Australian stocks, which have never cost so much relative to a gauge of Asia-Pacific shares, may get more expensive as an economic recovery broadens, said a global money manager at Equity Trustees Ltd.
The CHART OF THE DAY’s top panel shows Australia’s S&P/ASX 200 Index trades for 15.3 times estimated earnings and the MSCI Asia Pacific Index has a price-earnings ratio of 12.7, based on Bloomberg forecasts for profits. The lower panel shows the spread between the valuation measure for the two gauges sank at the end of April to the narrowest since Bloomberg began compiling the data in 2005.
Investors are paying for earnings growth in the region’s fourth-biggest equity market as record-low interest rates drive a recovery in housing and consumer spending. The S&P/ASX 200 reached the highest level in almost six years last month.
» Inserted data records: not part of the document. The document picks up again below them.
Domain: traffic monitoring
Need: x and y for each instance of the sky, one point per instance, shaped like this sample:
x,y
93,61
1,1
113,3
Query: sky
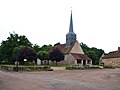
x,y
96,22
“We’ve got more stable global conditions and low interest rates, suggesting some premium for future earnings is warranted,” said George Boubouras, Melbourne-based chief investment officer at Equity Trustees, which oversees $32 billion for clients. Valuations “are expected to expand in the year ahead.”
Benchmark stock gauges in Japan, Hong Kong and China fell in 2014, dragging valuations lower for Australia’s larger regional peers. Australia’s S&P/ASX 200 hasn’t diverged from the MSCI World Index, a global developed-market measure that counts nine U.S. companies among its 10 most-heavily-weighted firms.
Australian gross domestic product growth will quicken to 2.8 percent this year from 2.4 percent in 2013, while Asia’s expansion will slow to 6.2 percent from 6.3 percent, according to the median forecasts of economists surveyed by Bloomberg.